Jack writes about his hottest MotoGP ride yet, and how he’s making use of a rare week in Australia between races.
Yes, I know, I’m late … This was supposed to be a wrap-up after the race in Thailand, and it is – it’s just a bit later than usual. My excuse: there’s been a bit on this week. I went from the race at Buriram on Sunday straight back home to Townsville and have been working on my place here pretty much ever since, doing up the house, building sheds and what not. It’s pretty rare to get some time at home in the season, so it’s been great to be here.
But back to Thailand. You saw the temperatures we had up there – the track temps were in the mid-to-high 50s at times – and it was pretty brutal, a really long and hot race. It felt worse than Malaysia to be honest, and Malaysia is usually as hot as it gets riding a MotoGP bike. The humidity was there like Malaysia, but Thailand was way hotter than Malaysia ever gets. One lap into any run we did on track, and you were sweating it up – leathers, helmet and a boiling hot bike isn’t any way to stay cool. Forty minutes of racing around there on Sunday took a lot out of all of us.
The race itself, having a Grand Prix in Thailand for the first time, was a winner in my eyes.
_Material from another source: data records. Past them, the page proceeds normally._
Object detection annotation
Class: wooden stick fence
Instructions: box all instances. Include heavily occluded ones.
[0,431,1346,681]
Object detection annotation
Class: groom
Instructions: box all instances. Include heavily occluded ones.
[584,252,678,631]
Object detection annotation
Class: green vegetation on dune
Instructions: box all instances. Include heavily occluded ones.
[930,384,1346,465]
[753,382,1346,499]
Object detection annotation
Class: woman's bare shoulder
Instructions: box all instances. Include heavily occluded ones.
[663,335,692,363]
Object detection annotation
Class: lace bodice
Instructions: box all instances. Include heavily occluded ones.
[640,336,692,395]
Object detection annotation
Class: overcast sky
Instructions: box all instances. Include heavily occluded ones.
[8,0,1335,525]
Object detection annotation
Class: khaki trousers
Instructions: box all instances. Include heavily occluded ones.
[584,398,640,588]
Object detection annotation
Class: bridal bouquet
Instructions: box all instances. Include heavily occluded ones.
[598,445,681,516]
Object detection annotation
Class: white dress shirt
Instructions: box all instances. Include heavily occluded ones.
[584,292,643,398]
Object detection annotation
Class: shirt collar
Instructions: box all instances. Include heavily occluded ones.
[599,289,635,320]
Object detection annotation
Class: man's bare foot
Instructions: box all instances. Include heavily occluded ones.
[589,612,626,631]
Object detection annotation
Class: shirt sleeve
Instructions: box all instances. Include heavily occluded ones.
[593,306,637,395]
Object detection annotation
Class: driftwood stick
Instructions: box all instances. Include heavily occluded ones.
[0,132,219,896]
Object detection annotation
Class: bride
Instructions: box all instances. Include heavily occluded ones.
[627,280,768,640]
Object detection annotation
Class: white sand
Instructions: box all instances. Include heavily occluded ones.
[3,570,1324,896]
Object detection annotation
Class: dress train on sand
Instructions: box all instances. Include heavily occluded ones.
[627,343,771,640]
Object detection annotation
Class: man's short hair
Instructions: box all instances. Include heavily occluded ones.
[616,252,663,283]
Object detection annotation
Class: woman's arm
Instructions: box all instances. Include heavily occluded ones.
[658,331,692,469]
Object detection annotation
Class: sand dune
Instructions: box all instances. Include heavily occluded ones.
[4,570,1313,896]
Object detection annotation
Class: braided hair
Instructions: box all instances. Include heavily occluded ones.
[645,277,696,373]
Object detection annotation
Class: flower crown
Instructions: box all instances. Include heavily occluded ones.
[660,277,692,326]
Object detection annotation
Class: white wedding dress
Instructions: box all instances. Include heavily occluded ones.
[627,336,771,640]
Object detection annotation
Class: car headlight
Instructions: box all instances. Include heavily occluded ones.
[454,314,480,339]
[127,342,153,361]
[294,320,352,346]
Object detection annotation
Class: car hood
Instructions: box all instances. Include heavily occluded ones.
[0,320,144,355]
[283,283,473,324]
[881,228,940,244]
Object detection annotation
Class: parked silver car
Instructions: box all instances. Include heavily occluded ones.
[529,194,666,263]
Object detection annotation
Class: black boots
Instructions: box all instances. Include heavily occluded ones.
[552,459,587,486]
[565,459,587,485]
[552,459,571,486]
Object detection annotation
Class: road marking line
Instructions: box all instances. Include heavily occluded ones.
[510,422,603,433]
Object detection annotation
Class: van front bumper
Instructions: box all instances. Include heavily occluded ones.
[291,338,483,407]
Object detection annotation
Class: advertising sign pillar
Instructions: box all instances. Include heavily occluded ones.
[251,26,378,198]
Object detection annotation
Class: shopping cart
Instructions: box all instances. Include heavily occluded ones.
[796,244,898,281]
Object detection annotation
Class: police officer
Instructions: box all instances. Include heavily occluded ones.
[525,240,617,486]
The crowds were huge, more than 100,000 people on race day, and I was surprised as to how many Aussies were there, which I definitely appreciated. I guess it’s not all that far for Australians to go to, but I was wondering how big the crowd would be when you think the circuit is 400km or so from Bangkok. But the town nearby, Buriram, is a decent size and catered pretty good for the number of people who were there with hotels and all of that. So, definitely a good addition to the calendar, and the track facilities and everything around it were first-class. The track itself … it had its good and bad points. The first part of the lap was a bit dull really with the two long straights, but the back part, where it kind of funnels into a heap of corners that are coming at you one after the other, I enjoyed that part.
Finishing 10th, the same place I started from, was OK – let’s say a pass mark. I was one of only four of five of us riders who raced the medium front tyre, which was maybe a question-mark because of how hot it was. But in the end, it was the rear tyre that I had troubles with. I was up to eighth and only a couple of seconds off the front guys just after the halfway stage of the race, and things were looking good as I could stay with them. But I probably burned the rear tyre up too much too early, and I had to back right off in the last part of the race, the two left-handers at Turns 5 and 6 were pretty tricky with a worn tyre on the left side. I’d lose time there, gain it in other spots, lose it there the next lap … it was back and forth, back and forth. Frustrating, but I had to have a go.
We’ve got four races left now with Japan, Australia, Malaysia and Valencia, and I did pretty well at the last three of those last year after I missed Motegi when I broke my leg. I said at the start of the season that I wanted to finish top 10 in the championship, but (Alex) Rins is 10th and going well at the moment. He’s 28 points ahead of me, which is a lot. Tenth in Thailand got me up to 74 points, so the aim is 100 before the end of the season, which would be the best season I’ve had. Where that leaves me in the championship, we’ll see. I’ve got some good speed back the past two or three races and we’re leading into tracks that I like and have done well at, so I’m looking forward to getting to them on the Ducati for the first time.
Right, better get back to fixing up my place, there’s a lot to do before I head to Japan on Tuesday … I’ll speak to you next from there.